# Thinking of moving to Japan....what will I need for a 6+ months stay?



## justbubbly

Please give me some help on how to successfully move to Japan and secure housing and what not. I think that it would be a pretty cool experience and I'm still undecided about what country I want to go to.

Any ideas, tips, help?


----------



## larabell

Have you tried Google???


----------



## al_japan

When are you going?

Do you plan to stay in one place or travel around?

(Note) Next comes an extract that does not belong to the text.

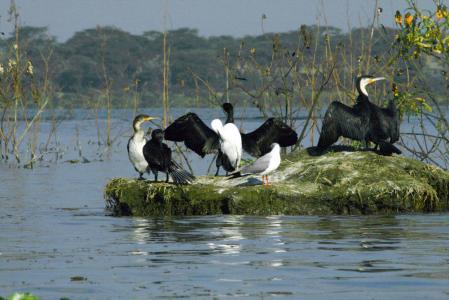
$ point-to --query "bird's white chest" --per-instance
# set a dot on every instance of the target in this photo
(275, 161)
(135, 153)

Let us know - it might help us come up with more relevant advice.

Al


----------



## Shouganai

I suggest you get a Japan Rail pass so you can travel around cheaply - there are two types, so get one of each . Stay in a Gaijin House on a monthly rate unless you can find a share mate. Get an open ticket in case you want to stay longer by doing a quick trip to Korea or Philippines (Cebu Pacific have a P4000 flight I think from Osaka and Tokyo). Bring your own toothpaste, deodorant, as you could end up spraying insecticide on yourself and not realise it. I did my gums serious damage because I bought a hard toothbrush. Expensive too. 



justbubbly said:


> Please give me some help on how to successfully move to Japan and secure housing and what not. I think that it would be a pretty cool experience and I'm still undecided about what country I want to go to.
> 
> Any ideas, tips, help?


----------